Democrats need to find a way to begin to step out of the trap of the “drug war.” Although all too many Democrats are enthusiastic practitioners of the drug war, some are beginning to reevaluate the issue. For instance, Congressman Charlie Rangel (D-NY) was a confirmed drug warrior in the ’80s, but after years of his Harlem constituents being convicted and sentenced to hard time upstate, he has spoken out about overreliance on incarceration, introducing a series of bills to reduce sentencing disparities in crack cocaine.

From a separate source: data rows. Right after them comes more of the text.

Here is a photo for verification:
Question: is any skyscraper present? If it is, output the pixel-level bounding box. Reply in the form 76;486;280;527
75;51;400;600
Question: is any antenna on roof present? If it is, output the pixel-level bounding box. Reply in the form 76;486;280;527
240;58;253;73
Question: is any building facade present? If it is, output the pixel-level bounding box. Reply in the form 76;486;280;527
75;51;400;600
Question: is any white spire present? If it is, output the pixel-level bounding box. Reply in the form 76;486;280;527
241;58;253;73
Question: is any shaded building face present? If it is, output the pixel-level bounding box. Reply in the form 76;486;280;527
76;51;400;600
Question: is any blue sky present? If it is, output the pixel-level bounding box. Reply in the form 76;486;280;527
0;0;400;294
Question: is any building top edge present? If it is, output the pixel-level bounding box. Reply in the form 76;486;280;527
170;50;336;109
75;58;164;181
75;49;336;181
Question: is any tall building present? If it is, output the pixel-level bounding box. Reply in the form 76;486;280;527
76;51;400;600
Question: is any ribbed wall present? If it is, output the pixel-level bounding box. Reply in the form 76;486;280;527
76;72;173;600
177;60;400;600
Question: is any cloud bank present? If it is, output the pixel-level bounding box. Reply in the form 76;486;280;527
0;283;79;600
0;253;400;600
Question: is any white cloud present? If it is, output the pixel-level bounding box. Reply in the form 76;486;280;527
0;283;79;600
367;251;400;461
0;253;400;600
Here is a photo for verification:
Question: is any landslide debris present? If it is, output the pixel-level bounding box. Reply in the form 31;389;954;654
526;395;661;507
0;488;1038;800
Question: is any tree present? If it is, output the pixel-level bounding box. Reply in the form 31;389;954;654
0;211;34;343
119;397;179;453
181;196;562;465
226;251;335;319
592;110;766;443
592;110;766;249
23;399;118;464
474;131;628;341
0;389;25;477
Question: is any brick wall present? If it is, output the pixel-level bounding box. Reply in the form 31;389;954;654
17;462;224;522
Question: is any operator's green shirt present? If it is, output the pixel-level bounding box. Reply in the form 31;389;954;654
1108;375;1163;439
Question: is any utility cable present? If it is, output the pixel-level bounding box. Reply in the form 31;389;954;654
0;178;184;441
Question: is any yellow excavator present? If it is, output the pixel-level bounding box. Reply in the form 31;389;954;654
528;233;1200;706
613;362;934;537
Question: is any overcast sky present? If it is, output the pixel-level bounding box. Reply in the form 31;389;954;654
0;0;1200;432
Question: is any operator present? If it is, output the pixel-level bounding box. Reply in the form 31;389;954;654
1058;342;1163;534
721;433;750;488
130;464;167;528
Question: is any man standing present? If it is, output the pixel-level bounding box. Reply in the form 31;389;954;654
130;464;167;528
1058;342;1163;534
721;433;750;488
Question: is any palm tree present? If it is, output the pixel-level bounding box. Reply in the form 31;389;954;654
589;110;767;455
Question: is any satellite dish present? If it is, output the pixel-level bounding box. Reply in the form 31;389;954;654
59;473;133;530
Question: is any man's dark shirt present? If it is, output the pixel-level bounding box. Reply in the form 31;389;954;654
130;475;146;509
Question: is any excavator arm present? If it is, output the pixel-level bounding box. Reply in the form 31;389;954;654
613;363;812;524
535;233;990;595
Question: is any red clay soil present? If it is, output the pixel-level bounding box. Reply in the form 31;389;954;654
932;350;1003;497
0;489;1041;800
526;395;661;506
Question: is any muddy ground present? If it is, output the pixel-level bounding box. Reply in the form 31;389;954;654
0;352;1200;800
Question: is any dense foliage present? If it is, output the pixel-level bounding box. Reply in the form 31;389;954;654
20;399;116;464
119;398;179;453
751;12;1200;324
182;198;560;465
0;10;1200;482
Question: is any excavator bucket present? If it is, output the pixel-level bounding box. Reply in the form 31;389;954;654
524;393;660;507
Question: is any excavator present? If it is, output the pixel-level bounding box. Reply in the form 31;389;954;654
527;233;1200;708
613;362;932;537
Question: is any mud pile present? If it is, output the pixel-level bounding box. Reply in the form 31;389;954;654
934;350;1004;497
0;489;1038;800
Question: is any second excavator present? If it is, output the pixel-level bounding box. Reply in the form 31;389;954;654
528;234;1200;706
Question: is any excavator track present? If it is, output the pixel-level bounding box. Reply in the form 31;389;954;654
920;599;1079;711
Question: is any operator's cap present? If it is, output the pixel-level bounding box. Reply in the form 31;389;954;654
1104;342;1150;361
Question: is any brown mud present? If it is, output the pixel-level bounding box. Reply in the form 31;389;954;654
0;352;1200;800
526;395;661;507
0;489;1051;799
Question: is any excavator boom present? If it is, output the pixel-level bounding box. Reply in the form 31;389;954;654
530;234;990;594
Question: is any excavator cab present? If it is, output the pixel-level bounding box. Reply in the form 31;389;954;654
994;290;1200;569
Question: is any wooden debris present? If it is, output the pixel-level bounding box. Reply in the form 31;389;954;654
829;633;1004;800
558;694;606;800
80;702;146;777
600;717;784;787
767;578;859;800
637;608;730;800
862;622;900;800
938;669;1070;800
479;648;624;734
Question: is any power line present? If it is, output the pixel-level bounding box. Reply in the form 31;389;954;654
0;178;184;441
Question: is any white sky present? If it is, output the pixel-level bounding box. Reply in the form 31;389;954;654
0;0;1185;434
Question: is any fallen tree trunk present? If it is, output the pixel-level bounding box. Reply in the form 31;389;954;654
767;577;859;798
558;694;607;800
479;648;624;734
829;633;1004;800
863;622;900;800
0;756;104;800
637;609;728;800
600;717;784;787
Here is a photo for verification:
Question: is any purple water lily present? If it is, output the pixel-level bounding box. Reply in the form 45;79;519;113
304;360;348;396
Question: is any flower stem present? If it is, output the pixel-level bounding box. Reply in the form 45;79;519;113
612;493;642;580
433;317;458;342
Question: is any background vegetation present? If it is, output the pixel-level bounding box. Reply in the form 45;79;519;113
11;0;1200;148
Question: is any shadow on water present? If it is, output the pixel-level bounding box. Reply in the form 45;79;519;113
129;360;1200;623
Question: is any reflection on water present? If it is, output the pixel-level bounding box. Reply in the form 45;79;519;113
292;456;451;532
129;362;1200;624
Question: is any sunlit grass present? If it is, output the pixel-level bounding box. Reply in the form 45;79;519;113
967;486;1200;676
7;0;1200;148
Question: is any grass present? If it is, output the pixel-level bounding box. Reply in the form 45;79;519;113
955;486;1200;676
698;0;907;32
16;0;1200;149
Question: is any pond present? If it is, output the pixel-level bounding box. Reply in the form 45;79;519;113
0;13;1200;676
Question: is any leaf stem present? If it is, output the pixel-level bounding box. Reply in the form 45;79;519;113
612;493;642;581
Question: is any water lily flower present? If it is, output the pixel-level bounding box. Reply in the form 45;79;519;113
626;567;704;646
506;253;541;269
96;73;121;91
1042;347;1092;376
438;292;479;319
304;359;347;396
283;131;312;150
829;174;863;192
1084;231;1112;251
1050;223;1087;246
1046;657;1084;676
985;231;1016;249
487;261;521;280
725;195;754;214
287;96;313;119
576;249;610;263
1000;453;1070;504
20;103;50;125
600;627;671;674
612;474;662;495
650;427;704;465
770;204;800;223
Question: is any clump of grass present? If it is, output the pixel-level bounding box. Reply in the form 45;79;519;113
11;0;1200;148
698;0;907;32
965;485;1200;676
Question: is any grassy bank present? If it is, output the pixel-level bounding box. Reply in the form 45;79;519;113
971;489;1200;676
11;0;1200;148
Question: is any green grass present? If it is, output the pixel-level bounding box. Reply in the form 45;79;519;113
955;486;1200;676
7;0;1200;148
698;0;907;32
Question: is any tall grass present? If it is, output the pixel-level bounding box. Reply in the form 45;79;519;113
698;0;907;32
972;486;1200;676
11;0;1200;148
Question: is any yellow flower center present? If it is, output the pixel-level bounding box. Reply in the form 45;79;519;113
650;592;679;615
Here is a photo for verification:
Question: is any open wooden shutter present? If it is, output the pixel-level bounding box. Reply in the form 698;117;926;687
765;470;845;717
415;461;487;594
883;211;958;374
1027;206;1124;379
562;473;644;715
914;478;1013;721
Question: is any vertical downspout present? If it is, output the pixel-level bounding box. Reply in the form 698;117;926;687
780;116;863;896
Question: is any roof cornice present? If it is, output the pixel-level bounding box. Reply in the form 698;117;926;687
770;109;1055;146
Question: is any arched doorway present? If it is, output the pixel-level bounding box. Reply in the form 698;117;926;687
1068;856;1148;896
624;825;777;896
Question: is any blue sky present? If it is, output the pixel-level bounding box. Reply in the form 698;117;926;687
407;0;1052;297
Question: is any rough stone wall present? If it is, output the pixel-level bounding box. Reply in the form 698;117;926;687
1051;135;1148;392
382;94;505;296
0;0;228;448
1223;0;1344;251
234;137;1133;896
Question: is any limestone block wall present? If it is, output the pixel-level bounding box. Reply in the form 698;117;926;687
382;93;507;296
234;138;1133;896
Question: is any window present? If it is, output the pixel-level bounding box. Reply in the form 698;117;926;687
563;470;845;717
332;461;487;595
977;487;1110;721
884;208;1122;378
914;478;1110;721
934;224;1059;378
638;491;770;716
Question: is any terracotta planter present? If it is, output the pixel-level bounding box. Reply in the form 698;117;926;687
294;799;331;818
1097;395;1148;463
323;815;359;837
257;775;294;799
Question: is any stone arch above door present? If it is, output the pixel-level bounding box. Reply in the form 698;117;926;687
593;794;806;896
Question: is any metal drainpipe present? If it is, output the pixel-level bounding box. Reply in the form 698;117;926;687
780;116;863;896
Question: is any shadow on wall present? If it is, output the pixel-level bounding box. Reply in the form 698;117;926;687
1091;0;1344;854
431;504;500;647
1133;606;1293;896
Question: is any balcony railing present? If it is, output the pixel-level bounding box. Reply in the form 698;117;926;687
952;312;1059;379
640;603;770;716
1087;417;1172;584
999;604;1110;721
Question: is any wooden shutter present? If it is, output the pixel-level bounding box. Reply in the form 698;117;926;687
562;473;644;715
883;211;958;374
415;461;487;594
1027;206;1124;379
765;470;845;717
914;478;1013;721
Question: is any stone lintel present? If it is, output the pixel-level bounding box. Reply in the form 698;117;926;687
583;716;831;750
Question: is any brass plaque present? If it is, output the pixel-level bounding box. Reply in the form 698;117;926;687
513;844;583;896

 Representative Rangel’s turnaround on sentencing is a good example of how the Democrats can begin to change the conversation. They need to tell the real stories of the real people affected by our drug policies. Kemba Smith is an African-American woman who, stuck in a controlling relationship with her college boyfriend, ended up playing a marginal role in her abuser’s drug crimes. Eventually, despite neither actually using nor selling drugs, she was convicted under conspiracy laws of all the crimes of his gang. Under mandatory minimum laws, she received 24 and a half years, a longer sentence than manslaughter in many jurisdictions. She was eventually freed after six years when President Clinton commuted her sentence in 2000. Women, especially African-American women, are now the fastest growing segment of the prison population. Like Kemba, they often play a minimal role in a conspiracy but have little information to bargain with authorities. African-Americans already know Kemba’s story, but white America doesn’t have a clue. It would be interesting to see her onstage at the Democratic convention.

 When Americans talk about drugs in the context of pain management, they express far more nuanced views than our current dialogue allows. The baby boomers are getting ready to retire just as the DEA has announced a war on oxycontin, vicodin and other drugs used with little harm by millions to control pain. Certainly they will be ready for a more subtle dialogue. For the same reason, medical marijuana garners up to 80 percent approval in some recent polls. Americans intrinsically understand its potential benefits as a last resort in helping people to find relief from the pain of cancer or other diseases.

 In addition, people convicted of drug crimes face a set of invisible punishments beyond prison. They lose access to housing and needs assistance, and they are often forbidden from receiving licenses. In one state, they cannot receive a license to be a hairdresser. A particularly self-defeating law prevents people convicted of drug crimes from receiving Federal grants or even loans for higher education. Education is the most likely indicator that an individual will not recidivate.

 In the meantime, parents are screaming for assistance at the community level. There are parents who have lost their houses and their jobs in the process of trying to get their kids into decent alcohol or drug treatment. HIV is resurgent in America, and intravenous drug users, their spouses and children are at particular risk. Study after study has shown that syringe exchange coupled with education can slow the transmission of HIV. Americans want to do the right thing on HIV. The lack of health care and the lack of substance abuse treatment (including the startling lack of most kinds of treatment other than 12-step treatment) is a national disaster. A clear, consistent, highly prioritized message by Democrats on this topic could work.

 Democrats can also emphasize both the out-of-control costs of the criminal justice system and the failure to prioritize more serious crimes over drugs. They know that Tommy Chong is not a major threat to their kids and they cannot be happy that it will ultimately cost the government at least $18,000 to imprison him and many thousands more to prosecute him. Ultimately it is up to Democrats to free themselves from the straightjacket of John Walters’ war for morality.

 As for Tommy Chong? He’ll get out of prison in July.

William McColl is an advocate and activist in Washington D.C.